L’aiuto logistico da Aviano Attacco e rifornimenti, così l’italia può dare le basi
Per gli aerei spia Boeing P8 «Poseidon» che nei giorni scorsi sono partiti dalla base di Sigonella in missione di ricognizione, non c’è stato bisogno di rilasciare alcuna autorizzazione. Da martedì scorso — quando Kelly Degnan, vicecapo missione Usa a Roma è andata a Palazzo Chigi — i contatti con gli americani, i francesi e i britannici, sono stati costanti per informare il nostro governo su quanto stava accadendo. Già depositata anche la richiesta di mettere a disposizione le sei basi che si trovano sul territorio e lo spazio aereo, ma finora non c’è stata necessità di coinvolgere il Parlamento perché nessun mezzo in assetto di guerra è decollato da quelle installazioni. Da Aviano sono partiti solo gli aerei addetti alla sorveglianza delle navi. L’asse Italia-germania prevede di rimanere fuori dalla formazione di attacco, l’allerta resta comunque massimo in vista delle prossime mosse.
Lo «stato di guerra»
Nell’area che ospita la base siciliana le misure di sicurezza sono state aumentate e, come prevede la procedura, dichiarato lo stato di guerra anche ad Aviano, a Camp Darby, Vicenza, Napoli, Gaeta.

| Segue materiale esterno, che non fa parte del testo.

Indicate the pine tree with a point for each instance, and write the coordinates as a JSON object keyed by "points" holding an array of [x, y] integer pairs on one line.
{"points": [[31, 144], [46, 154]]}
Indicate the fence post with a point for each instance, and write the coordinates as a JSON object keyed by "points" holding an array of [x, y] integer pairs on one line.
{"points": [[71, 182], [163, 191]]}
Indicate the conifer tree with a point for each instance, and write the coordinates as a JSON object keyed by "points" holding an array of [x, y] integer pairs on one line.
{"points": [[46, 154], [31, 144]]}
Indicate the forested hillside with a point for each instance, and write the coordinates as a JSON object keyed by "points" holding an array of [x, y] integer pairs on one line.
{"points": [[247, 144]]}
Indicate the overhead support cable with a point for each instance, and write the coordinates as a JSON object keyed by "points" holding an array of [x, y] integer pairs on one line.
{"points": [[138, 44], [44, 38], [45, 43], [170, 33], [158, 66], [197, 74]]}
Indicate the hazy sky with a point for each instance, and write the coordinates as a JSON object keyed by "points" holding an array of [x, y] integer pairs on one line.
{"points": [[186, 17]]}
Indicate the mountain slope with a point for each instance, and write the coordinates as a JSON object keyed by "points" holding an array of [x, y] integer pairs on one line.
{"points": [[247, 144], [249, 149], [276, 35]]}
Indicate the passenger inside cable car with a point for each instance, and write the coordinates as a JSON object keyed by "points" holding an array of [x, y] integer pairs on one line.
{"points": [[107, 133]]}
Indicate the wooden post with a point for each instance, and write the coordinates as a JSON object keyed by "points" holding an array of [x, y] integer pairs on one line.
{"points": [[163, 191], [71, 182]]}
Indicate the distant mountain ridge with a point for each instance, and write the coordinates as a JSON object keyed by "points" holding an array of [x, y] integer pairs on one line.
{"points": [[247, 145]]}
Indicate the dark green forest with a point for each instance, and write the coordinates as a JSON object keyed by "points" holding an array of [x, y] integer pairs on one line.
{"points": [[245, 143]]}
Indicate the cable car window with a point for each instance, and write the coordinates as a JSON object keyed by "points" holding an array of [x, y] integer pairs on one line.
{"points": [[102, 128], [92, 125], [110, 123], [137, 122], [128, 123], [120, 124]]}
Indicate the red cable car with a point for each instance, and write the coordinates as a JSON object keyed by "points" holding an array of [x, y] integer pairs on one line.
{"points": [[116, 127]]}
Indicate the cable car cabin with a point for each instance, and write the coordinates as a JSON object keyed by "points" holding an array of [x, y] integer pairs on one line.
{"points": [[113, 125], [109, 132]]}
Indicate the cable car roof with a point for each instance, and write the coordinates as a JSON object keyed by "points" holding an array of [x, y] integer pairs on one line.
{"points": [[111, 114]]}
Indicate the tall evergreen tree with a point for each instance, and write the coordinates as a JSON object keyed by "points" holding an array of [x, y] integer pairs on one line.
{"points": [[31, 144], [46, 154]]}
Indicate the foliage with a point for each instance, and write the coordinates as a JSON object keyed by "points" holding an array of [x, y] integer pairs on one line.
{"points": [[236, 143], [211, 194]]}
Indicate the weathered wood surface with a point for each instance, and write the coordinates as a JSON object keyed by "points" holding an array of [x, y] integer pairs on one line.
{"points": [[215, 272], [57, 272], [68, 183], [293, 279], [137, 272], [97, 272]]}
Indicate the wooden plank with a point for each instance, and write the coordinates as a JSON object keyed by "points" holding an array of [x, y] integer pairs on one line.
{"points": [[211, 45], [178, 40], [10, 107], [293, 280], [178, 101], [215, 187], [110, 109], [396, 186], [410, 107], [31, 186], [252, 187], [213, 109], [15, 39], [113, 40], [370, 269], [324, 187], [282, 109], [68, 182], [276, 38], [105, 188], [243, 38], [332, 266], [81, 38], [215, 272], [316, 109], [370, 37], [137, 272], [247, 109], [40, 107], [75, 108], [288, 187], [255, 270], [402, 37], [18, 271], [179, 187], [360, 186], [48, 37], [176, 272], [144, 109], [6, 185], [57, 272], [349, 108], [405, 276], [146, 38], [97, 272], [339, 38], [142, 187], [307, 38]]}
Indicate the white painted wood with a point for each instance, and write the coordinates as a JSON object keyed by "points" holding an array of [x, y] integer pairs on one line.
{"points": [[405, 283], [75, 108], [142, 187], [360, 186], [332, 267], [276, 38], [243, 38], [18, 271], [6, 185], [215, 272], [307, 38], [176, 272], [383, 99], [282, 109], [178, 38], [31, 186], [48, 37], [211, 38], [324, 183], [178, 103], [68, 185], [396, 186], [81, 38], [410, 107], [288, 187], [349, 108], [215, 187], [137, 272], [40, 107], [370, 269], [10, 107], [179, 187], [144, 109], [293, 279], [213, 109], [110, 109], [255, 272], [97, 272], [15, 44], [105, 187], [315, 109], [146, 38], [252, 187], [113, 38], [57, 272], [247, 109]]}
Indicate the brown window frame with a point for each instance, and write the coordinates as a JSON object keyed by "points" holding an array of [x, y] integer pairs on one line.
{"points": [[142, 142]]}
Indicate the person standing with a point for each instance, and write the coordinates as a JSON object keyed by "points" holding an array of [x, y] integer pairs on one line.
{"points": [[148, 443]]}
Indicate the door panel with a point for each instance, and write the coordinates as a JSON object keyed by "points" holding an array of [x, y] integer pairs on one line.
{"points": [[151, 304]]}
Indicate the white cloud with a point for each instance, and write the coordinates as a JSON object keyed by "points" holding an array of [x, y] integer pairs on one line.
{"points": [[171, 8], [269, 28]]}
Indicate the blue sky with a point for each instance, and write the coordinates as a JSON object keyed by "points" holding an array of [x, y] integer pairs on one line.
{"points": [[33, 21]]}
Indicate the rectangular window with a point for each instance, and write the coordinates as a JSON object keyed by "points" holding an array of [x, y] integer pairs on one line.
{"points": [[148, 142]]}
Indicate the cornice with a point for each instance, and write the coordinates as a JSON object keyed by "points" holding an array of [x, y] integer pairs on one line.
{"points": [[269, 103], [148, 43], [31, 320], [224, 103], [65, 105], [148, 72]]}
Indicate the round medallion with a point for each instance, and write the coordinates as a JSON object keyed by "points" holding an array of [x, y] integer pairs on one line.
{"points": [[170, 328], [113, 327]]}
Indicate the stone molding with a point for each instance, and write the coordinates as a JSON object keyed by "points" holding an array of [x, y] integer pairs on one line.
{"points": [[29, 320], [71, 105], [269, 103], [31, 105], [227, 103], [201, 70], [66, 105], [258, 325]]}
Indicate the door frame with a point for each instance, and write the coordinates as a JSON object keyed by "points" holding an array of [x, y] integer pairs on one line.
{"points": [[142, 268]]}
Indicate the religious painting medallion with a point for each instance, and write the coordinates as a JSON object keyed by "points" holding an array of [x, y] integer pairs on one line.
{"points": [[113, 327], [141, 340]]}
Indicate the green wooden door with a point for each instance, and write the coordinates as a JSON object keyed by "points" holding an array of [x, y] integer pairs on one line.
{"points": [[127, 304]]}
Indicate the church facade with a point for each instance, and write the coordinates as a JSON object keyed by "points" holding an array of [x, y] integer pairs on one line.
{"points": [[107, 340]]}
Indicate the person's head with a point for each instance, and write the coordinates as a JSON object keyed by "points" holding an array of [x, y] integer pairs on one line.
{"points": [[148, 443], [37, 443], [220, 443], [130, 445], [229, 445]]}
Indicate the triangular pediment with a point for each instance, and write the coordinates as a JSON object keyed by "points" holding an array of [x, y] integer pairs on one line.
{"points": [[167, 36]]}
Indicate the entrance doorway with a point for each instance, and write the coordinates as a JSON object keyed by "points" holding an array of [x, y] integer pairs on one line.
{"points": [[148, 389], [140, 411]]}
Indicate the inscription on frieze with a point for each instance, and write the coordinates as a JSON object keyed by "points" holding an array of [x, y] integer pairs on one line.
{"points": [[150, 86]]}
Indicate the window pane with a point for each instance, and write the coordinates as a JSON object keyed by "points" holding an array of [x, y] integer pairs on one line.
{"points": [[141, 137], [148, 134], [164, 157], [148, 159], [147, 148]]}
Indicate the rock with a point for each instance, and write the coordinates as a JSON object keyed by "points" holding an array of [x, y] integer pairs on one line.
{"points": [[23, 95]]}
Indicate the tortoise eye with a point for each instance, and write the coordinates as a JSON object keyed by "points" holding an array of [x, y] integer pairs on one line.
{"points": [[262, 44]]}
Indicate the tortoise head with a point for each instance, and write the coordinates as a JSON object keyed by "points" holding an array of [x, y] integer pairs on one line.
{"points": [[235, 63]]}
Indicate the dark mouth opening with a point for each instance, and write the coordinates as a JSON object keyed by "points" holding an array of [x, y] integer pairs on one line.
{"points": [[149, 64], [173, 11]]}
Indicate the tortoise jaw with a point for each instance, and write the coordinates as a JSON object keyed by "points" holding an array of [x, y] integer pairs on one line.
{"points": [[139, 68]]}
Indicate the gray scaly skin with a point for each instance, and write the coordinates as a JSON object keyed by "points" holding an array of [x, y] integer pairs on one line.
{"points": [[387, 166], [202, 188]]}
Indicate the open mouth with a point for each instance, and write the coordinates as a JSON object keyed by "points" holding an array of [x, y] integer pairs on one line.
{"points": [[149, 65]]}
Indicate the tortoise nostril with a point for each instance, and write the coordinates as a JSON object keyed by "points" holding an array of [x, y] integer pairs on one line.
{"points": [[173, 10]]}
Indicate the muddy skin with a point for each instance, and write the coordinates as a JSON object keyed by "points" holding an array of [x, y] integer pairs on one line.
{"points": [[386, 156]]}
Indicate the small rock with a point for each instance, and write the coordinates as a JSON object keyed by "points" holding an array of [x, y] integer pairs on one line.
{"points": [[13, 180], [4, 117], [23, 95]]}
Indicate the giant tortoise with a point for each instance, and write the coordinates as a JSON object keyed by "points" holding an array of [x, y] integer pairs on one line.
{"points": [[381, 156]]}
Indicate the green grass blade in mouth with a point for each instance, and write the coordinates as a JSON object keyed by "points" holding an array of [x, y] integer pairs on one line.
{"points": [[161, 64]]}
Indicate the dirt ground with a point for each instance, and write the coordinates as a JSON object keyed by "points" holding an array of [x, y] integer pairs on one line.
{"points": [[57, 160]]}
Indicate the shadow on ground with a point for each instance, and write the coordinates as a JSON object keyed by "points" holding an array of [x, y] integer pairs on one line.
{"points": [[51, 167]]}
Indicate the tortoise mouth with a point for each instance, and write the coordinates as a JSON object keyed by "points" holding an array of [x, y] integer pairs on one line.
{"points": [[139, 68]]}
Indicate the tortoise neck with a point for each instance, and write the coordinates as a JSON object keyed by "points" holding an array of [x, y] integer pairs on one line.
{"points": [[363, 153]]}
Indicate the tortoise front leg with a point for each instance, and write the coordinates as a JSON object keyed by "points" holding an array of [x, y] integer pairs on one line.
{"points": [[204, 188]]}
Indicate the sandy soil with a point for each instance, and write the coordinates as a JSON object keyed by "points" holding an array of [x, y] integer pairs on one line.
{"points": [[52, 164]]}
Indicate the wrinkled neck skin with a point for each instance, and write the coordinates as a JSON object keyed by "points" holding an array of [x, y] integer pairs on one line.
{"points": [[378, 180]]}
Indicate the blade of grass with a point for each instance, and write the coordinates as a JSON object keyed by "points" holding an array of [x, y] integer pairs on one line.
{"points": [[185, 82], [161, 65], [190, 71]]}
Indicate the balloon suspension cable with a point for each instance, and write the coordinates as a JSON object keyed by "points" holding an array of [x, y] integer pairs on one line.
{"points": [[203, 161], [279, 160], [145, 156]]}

Ma è da Sigonella che partono i droni Global Hawk ritenuti il principale asset Usa per le missioni di intelligence, sorveglianza e ricognizione. E proprio da lì dovrebbero decollare i velivoli armati qualora si decidesse di proseguire con gli attacchi in Siria e si rendesse necessario utilizzare la postazione italiana. Un iter identico a quello seguito nell’agosto del 2016, in occasione dell’attacco degli Stati Uniti in Libia quando l’obiettivo era liberare Sirte e il ministro della Difesa Roberta Pinotti informò le Camere sul via libera a uso di basi e spazio aereo. Adesso è diversa la situazione politica del nostro Paese. All’epoca c’era infatti un governo nel pieno dei propri poteri. Attualmente l’esecutivo guidato da Paolo Gentiloni è invece in carica soltanto per gli affari correnti. Ciò non esclude che possa chiedere il via libera al Parlamento, però è sin troppo evidente che si cerchi di allontanare il più possibile questa opzione.
I due comandanti
In ogni base ci sono due comandanti — uno italiano e
uno statunitense o della Nato — proprio a confermare che si tratta di «installazioni nazionali concesse in uso». Ed è esattamente questo il motivo per cui quando cominciano le missioni di attacco è necessario chiedere al governo di ottenere l’autorizzazione del Parlamento. Se si tratta di una operazione decisa dall’alleanza di cui l’italia fa parte scattano gli accordi già previsti e dunque l’iter è piuttosto semplice. Negli altri casi, quando uno o più Paesi devono utilizzare le installazioni, come accaduto la scorsa notte, viene avviata la procedura. E in casi del genere esiste un doppio binario di intervento perché, come chiariscono alla Difesa, «se la richiesta è relativa al solo “supporto logistico e per la sicurezza” come il transito, la manutenzione, il rifornimento, il via libera scatta quasi in automatico tenendo conto che l’italia fa parte della Nato». Diverso ciò che avviene se parte un attacco perché «la valutazione politica deve tenere conto anche del diritto internazionale e del rispetto delle risoluzioni dell’onu. Dunque senza l’ok del Parlamento, nessuno decolla».